EUROBASKET WOMEN 2011
|Maria Stepanova, playing in her eighth EuroBasket Women, is a player who embodies the huge Russian pedigree that goes up against the Turkish will to enter the history books in this Final|
If historical precedent were all that mattered, Russia would be preparing for their coronation as EuroBasket Women champions in Lodz on Sunday night for the third time in ten years.
Fortunately for Turkey, there are no guarantees in sport. And as the championship comes to its end, there remains the possibility of one last surprise.
Few expected the Turks to be here, still standing, still fighting to the very end.
Stumbling into the quarter-finals, most thought they would fall to Montenegro.
Most were wrong.
Their odds were long against France in the semis. Again they confounded the forecasts.
And now, in their first-ever major finale, with the opportunity to book a place at the 2012 Olympics, they will chase the mother of all shocks.
"This is a huge moment for Turkish basketball," admits centre Nevin Nevlin, who has combined with Nevriye Yilmaz to form a new version of the Twin Towers.
"It's history. We're part of it. We're very proud and we know 70 million people back home are proud of us.
"We played Russia once already and we were proud of how we did. But we're a different team from the first time. We're going to come out and play the same way we did (in the semi-final). We're confident. We believe in ourselves."
If the Turks have improved immensely since losing to the Russians two weeks ago, their final opponents have been transformed.
The 2009 silver medallists stuttered and stumbled through the opening two rounds in Bydgoszcz, requiring a narrow victory over Great Britain to advance to the latter stages.
The traditional power looked to be fading. Reports of their demise were premature.

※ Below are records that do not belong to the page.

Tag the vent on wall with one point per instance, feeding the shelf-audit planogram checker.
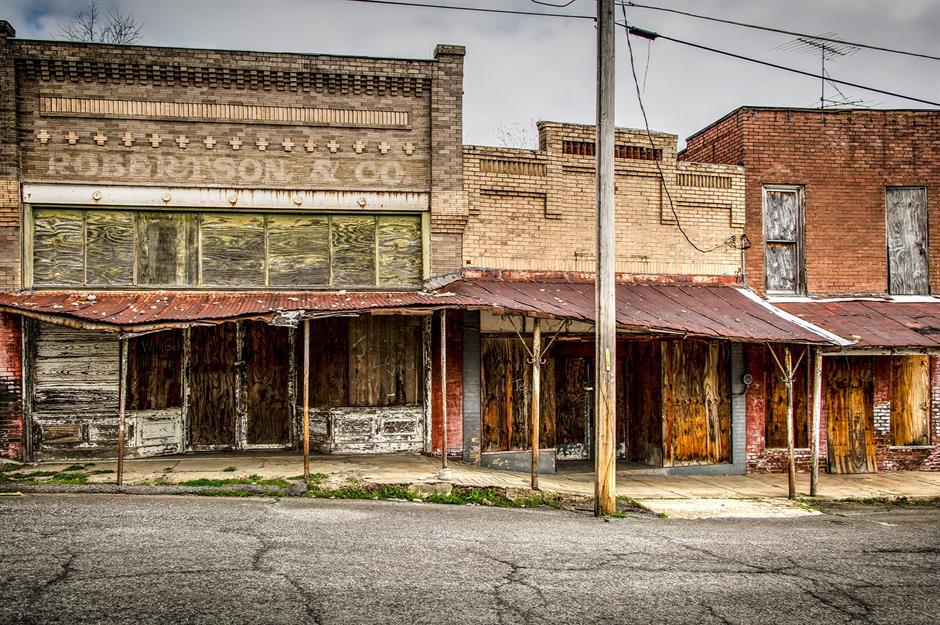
(513, 168)
(632, 152)
(703, 181)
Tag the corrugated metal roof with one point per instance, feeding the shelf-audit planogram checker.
(708, 311)
(874, 323)
(139, 308)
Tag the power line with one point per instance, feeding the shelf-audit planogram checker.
(647, 34)
(424, 5)
(779, 30)
(662, 177)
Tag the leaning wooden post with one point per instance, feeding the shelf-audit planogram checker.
(791, 462)
(445, 470)
(817, 418)
(306, 400)
(122, 400)
(536, 392)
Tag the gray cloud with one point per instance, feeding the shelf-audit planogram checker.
(520, 69)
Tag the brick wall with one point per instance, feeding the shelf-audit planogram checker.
(11, 394)
(535, 209)
(844, 160)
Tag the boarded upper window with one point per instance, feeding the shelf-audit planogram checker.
(783, 238)
(907, 240)
(115, 249)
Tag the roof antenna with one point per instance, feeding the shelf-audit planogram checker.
(827, 50)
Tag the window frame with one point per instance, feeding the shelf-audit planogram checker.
(800, 239)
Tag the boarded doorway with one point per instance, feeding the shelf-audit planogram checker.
(212, 386)
(267, 373)
(850, 414)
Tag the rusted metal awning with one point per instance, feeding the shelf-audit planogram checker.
(718, 311)
(878, 323)
(143, 310)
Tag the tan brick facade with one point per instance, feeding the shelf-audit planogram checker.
(534, 209)
(843, 159)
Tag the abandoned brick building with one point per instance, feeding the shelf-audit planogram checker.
(181, 219)
(844, 225)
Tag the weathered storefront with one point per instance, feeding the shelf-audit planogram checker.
(176, 217)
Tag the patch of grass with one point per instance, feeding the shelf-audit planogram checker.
(237, 481)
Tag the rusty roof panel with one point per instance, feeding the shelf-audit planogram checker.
(872, 323)
(708, 311)
(137, 308)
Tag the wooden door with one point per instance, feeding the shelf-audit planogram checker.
(267, 371)
(212, 386)
(850, 414)
(574, 407)
(910, 400)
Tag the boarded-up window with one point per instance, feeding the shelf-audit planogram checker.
(154, 371)
(776, 407)
(364, 361)
(299, 250)
(907, 240)
(58, 247)
(783, 237)
(232, 250)
(167, 249)
(910, 400)
(109, 248)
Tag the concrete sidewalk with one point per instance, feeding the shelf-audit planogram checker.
(681, 496)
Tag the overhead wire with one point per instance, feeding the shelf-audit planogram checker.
(727, 243)
(780, 30)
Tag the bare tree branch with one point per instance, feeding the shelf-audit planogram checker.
(89, 25)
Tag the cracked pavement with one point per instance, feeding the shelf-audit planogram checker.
(127, 559)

In the semi against the Czechs, the old swagger and confidence was back. Except it is now propelled by their new generation who have made their presence felt.

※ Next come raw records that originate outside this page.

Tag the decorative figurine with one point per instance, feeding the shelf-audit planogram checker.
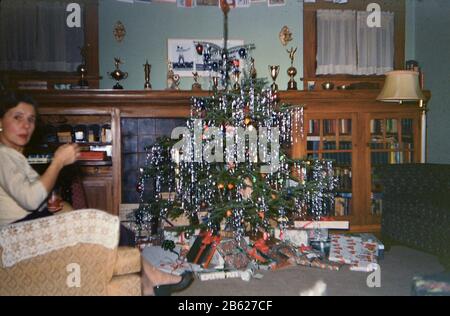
(196, 86)
(253, 73)
(274, 71)
(292, 71)
(215, 81)
(285, 35)
(119, 31)
(236, 76)
(118, 74)
(82, 69)
(147, 69)
(173, 80)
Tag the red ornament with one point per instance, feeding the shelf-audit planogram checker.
(199, 48)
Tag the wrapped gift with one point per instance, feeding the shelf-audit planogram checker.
(325, 223)
(203, 249)
(351, 250)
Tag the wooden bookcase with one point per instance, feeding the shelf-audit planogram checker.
(350, 127)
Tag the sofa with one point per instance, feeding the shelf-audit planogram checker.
(416, 206)
(75, 253)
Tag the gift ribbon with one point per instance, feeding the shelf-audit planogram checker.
(322, 219)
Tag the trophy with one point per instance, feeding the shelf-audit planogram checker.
(82, 69)
(215, 80)
(292, 85)
(147, 69)
(196, 85)
(274, 71)
(236, 76)
(118, 74)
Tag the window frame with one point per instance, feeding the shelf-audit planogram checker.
(90, 18)
(310, 39)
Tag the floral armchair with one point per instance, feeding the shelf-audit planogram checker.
(74, 253)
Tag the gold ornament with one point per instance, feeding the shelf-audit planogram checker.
(119, 31)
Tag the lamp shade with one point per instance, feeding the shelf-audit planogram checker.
(401, 85)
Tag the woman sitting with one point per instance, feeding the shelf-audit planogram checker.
(23, 192)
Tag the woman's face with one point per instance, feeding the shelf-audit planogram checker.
(18, 125)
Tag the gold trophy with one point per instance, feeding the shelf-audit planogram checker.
(274, 71)
(215, 80)
(292, 72)
(196, 86)
(147, 69)
(82, 69)
(118, 74)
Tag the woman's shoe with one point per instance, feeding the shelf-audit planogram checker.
(167, 289)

And while four players now have their chance to earn a third European gold, their younger team-mates possess dreams of their own.
"I feel like it's a great mix," states Svetlana Abrosimova.

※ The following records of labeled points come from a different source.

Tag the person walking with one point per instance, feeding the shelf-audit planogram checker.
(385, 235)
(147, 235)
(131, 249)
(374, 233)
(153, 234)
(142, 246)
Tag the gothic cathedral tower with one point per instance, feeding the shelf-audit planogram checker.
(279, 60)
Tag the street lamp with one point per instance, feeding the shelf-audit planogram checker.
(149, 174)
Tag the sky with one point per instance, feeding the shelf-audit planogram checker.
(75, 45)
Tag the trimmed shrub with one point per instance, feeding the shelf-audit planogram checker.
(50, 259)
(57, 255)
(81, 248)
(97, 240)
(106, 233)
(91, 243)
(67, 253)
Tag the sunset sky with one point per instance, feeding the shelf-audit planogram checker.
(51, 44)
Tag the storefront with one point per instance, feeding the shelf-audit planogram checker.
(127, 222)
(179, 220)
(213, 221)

"We have experienced players who are still at the top of their game and younger players who probably are not as well known. You have me, (Ilona) Korstin, (Maria) Stepanova. But when you add someone new, it's not easy to adjust."
Turkey will try to cope. Russia is the favourites but sport's greatest tradition is the possibility of a surprise. Watch and see.
Head-to-Head: In the opening round, Russia was an 80-65 winner over Turkey, building an unassailable 29-7 advantage after the first quarter.
Last Time Out: In the semi-finals, Elena Danilochkina hit 18 points as the Russians crushed the Czech Republic 85-53. Turkey showed immense courage to beat France 68-62 in overtime.
Key Match-Up: Danilochkina v Birsel Vardarli. The two points guards came up big in the semis with the Russian underlining her central role with a mature performance. Vardarli, despite missing two free-throws at the end of regulation, held her team together when the pressure was on.
Key Stat: Russia is the competition's highest scoring team (70.3ppg). Turkey is second in lowest field goals allowed (21.0). Defence is going to be the key.
X-Factor: The two coaches. Both Russia's Boris Sokolovsky and Turkey's Ceyhun Yıldızoğlu have adjusted their rotations depending on the opposition, giving their teams a touch of unpredictability even as the tournament has progressed. Expect the unexpected again.
Sounding Off: "The medal is the biggest motivation for us. We need to put a lot of energy into it. Turkey runs all the time. They'll bring the unexpected. We need to deal with that," said Russia forward Ilona Korstin.